Resources 1984 – D. Headquarters Moved to Government Camp

Historic Resource Study, Crater Lake National Park, Oregon, 1984

X. Construction of Government Buildings and Landscaping in Crater Lake National Park

D. Headquarters Moved to Government Camp

In the spring of 1923 it was decided to gradually move the administrative headquarters to Government Camp, about a mile below the rim road (via the old road) and now the site of the present administrative center at the upper end of Munson Valley. Annie Spring would then serve only as an entrance station.
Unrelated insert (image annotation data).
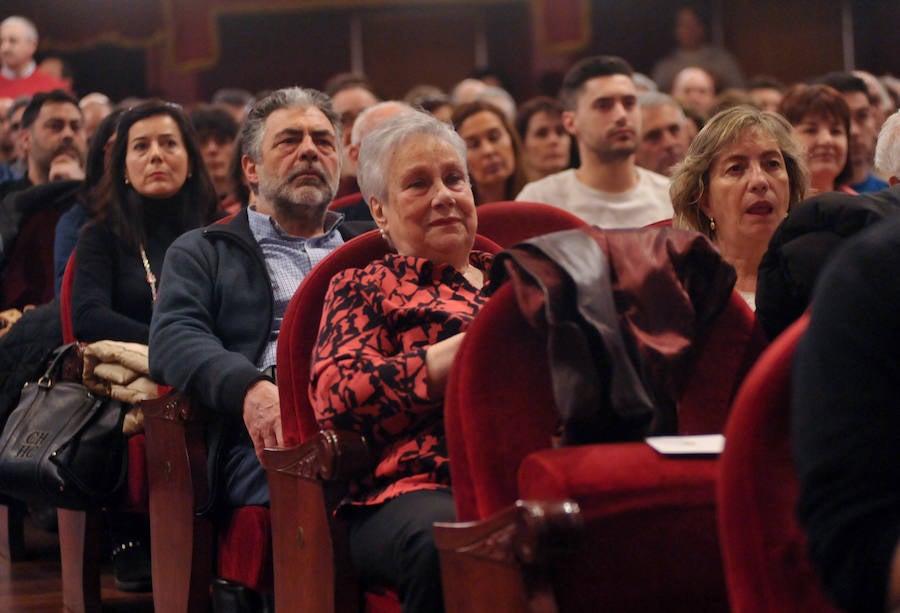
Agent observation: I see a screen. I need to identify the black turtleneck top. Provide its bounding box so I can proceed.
[71,198,179,344]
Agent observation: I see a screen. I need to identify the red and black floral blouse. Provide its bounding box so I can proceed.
[310,252,493,505]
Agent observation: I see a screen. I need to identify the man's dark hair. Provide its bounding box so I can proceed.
[97,100,219,251]
[745,75,787,93]
[6,94,31,121]
[559,55,634,110]
[190,106,238,145]
[210,87,255,107]
[22,89,81,128]
[815,72,872,103]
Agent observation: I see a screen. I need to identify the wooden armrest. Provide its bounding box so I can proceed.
[434,500,583,613]
[263,430,373,483]
[263,430,373,611]
[140,390,206,422]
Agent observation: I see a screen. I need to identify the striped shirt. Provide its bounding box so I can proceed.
[247,207,344,370]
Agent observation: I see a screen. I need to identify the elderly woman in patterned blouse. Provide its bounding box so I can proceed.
[311,112,491,611]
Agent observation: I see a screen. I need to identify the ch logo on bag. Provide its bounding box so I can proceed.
[16,430,50,458]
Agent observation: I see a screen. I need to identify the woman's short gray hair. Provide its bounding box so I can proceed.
[356,111,469,201]
[240,87,341,163]
[875,111,900,177]
[669,105,809,238]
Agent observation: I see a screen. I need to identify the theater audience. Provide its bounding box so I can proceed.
[210,87,254,125]
[671,106,807,308]
[71,101,216,591]
[403,85,453,123]
[450,78,488,106]
[0,15,67,98]
[516,55,672,228]
[150,87,372,610]
[53,109,125,295]
[452,100,525,204]
[0,89,87,200]
[875,111,900,186]
[756,114,900,338]
[475,85,516,124]
[325,72,378,198]
[78,92,113,144]
[190,106,238,210]
[311,113,491,613]
[338,100,414,221]
[816,72,888,194]
[635,92,690,177]
[651,6,744,91]
[747,75,786,111]
[669,66,716,119]
[778,83,856,194]
[515,96,573,181]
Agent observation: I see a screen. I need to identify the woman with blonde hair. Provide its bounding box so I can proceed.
[669,105,808,308]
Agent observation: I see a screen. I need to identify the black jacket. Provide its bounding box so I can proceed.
[756,185,900,339]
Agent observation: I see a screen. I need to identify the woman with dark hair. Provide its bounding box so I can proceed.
[516,96,572,182]
[53,109,125,295]
[778,83,856,195]
[452,100,525,204]
[71,101,217,344]
[71,100,218,591]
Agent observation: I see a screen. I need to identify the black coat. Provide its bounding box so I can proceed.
[756,185,900,339]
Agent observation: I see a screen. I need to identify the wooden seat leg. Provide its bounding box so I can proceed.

Early in the season it had become apparent that visitors preferred accommodations with a view of the lake, so the Crater Lake Company, which ran both the lodge and the Anna Spring Camp, moved its tent-houses from the camp to the rim. A temporary shortage of water there would be remedied by installation of two more 20,000-gallon storage tanks. Also in 1923 a combination mess hall and bunkhouse, measuring twenty-two by forty feet and costing $1,500 with plumbing and hot water, was erected at Lost Creek for the convenience of early and late tourists arid two new toilets were built at the rim auto camp, plus a large septic tank. Two toilets were built at the Annie Spring auto camp and a large barn that could easily be converted into a warehouse. A seventy-foot log boat landing was built at Wizard Island, and a new bear-proof meat house and large Latrine at Government Camp. [17]

fig30

Illustration 30. U.S. Army Corps of Engineers camp, rim road, at present headquarters site. Mess hall building. Owned by NPS, built by War Department, 1914. Kitchen and mess hall on first floor, sleeping quarters on second and third floors. Photo ca. 1917. Courtesy Klamath County Museum.

fig31

Illustration 31. Government Camp (new park headquarters), pre-1930s. Courtesy Crater Lake National Park.